Alliance Backs Voting Rights for Noncitizens
By SEWELL CHAN
Published: February 20, 2007


New York City should allow legal immigrants who are not citizens to vote in local elections, according to an alliance of more than 60 organizations that announced a renewed effort yesterday to secure that right.

The alliance, the New York Coalition to Expand Voting Rights, called on the City Council and Mayor Michael R. Bloomberg to support a bill, introduced by Councilman Charles Barron of Brooklyn, that would allow legal immigrants who have been in the country for more than six months to vote in elections for mayor, comptroller and public advocate, as well as for the five borough presidents and 51 council members.

The effort started in 2004, after lawyers for the Council reviewed state election law and determined that the city could alter its voting statutes without action by the State Legislature, where noncitizen voting measures were introduced without success three times in the 1990s. Nothing in the State Constitution of 1938 forbids voting by noncitizens.

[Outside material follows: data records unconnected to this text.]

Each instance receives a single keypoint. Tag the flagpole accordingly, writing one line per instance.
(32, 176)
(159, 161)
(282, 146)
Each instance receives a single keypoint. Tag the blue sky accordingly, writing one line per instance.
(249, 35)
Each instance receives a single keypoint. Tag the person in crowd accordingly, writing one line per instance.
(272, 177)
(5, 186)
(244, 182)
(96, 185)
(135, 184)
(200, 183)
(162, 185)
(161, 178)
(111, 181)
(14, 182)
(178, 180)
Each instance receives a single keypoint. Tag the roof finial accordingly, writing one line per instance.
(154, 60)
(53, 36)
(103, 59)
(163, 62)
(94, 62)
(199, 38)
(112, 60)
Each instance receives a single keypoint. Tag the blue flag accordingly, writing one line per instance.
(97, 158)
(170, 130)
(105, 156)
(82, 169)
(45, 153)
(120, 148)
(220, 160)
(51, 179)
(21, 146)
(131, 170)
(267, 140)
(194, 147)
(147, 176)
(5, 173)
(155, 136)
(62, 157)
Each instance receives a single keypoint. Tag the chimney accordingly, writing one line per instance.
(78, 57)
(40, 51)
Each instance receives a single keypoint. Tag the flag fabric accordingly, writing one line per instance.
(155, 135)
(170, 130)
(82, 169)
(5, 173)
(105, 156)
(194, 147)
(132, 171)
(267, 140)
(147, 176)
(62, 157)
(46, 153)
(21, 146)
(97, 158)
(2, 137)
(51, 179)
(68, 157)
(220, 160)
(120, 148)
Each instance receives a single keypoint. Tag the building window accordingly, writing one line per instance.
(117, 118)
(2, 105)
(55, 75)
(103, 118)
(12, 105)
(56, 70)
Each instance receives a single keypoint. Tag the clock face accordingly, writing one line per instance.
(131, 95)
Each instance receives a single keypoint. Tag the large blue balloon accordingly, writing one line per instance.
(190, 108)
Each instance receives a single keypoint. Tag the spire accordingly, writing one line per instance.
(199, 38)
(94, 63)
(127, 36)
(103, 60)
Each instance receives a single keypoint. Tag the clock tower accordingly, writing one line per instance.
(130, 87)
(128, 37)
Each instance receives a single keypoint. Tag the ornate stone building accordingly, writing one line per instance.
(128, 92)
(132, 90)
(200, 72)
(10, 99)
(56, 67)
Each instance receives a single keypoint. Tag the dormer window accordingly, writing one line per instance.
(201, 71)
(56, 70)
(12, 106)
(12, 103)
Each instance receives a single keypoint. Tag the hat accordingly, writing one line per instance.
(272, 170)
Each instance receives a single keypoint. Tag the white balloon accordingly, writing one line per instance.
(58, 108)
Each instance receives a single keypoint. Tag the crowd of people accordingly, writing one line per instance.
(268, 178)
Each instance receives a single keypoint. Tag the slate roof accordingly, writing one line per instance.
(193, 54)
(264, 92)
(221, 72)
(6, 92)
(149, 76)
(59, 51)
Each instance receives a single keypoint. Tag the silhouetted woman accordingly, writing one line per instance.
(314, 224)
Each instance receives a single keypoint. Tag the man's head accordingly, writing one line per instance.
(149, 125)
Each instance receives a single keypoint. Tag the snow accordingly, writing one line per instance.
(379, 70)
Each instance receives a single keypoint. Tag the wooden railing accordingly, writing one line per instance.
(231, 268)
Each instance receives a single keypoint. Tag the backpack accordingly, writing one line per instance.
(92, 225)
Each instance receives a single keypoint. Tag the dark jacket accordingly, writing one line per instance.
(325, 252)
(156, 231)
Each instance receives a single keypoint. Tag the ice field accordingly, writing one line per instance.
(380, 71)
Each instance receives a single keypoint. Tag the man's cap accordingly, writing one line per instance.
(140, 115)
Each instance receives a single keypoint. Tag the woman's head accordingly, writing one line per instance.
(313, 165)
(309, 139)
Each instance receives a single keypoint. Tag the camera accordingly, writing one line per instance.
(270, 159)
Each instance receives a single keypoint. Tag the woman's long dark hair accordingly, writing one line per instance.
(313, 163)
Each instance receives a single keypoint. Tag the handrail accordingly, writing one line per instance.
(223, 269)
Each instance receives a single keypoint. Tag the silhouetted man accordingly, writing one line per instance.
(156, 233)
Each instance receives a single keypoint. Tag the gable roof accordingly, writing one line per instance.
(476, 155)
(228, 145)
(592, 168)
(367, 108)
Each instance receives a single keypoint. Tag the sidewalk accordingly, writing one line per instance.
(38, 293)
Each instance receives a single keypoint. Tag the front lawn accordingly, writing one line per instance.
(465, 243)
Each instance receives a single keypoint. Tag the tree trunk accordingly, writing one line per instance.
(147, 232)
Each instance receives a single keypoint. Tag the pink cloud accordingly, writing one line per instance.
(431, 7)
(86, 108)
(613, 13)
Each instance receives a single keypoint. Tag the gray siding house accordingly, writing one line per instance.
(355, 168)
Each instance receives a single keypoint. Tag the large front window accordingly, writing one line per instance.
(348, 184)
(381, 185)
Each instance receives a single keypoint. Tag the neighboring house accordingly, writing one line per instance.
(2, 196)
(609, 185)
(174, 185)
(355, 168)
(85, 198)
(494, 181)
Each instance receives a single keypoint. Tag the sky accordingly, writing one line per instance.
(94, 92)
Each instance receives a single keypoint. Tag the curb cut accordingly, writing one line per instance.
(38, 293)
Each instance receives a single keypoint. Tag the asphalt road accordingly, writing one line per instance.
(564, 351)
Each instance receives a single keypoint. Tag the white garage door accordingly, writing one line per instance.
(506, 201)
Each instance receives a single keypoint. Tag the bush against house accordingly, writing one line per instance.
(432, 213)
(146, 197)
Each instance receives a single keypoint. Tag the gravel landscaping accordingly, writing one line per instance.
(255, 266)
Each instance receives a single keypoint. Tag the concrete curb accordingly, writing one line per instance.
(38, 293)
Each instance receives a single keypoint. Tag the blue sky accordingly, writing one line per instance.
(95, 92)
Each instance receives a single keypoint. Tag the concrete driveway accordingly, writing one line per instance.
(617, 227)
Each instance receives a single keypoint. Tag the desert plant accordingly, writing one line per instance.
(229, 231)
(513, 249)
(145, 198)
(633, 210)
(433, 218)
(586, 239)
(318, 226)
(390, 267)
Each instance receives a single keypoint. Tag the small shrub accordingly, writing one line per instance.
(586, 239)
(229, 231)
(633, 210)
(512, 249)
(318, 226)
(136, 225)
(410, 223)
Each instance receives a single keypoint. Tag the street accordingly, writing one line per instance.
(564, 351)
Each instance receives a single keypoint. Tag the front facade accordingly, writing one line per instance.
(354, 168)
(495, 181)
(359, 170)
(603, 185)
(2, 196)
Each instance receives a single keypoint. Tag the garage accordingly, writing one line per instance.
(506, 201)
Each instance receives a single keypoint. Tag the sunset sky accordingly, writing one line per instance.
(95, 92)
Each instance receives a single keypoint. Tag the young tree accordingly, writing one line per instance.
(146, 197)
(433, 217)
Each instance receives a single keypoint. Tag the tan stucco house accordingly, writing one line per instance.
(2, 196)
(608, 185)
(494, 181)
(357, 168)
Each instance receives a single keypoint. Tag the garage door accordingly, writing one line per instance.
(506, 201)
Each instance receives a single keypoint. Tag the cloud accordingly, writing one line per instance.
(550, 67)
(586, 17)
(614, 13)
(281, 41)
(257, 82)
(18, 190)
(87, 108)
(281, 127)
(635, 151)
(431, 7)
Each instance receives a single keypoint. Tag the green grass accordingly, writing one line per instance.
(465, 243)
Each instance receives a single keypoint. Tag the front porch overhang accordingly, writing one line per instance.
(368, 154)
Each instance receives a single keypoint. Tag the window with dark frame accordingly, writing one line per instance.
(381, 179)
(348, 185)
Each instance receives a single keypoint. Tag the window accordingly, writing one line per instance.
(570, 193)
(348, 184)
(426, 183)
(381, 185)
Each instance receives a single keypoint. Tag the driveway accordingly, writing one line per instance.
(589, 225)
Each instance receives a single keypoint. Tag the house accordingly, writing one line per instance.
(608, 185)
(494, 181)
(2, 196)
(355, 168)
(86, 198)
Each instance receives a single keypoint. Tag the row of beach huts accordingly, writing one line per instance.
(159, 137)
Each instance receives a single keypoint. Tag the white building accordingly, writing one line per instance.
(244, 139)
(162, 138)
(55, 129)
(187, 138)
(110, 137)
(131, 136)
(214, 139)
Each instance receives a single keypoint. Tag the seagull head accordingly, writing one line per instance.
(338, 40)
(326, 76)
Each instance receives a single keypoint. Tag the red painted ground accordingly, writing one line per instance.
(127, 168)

The local bill has the support of at least 14 council members, but has had trouble attracting broader support. Mr. Bloomberg, a vocal supporter of liberal immigration policies, said in April 2004, “The essence of citizenship is the right to vote, and you should go about becoming a citizen before you get the right to vote.”

Advocates for immigrants said that current law violates the principle of “no taxation without representation”; that it typically takes 8 to 10 years for legal immigrants to achieve citizenship; and that the city allowed noncitizens to vote in local school board elections from 1969 until 2003, when the boards were abolished.

Ron Hayduk, a political scientist at the Borough of Manhattan Community College and the author of “Democracy for All: Restoring Immigrant Voting Rights in the United States” (Routledge, 2006), said that until the 1920s, 40 states and territories allowed noncitizens to vote in local, state and even federal elections.

According to Professor Hayduk, Takoma Park and five other communities in Maryland have given noncitizens the right to vote in local elections, and noncitizens may vote in school board races in Chicago. In Massachusetts, Amherst and Cambridge have approved noncitizen voting, but the measures depend on approval by the State Legislature, and have not yet received it.

At a City Hall news conference, the New York City coalition — including the Asian American Legal Defense and Education Fund, the Center for Constitutional Rights, the Community Service Society, the Puerto Rican Legal Defense and Education Fund and dozens of other groups — vowed to draw more attention to the issue, in part by getting its message out through the ethnic and immigrant press.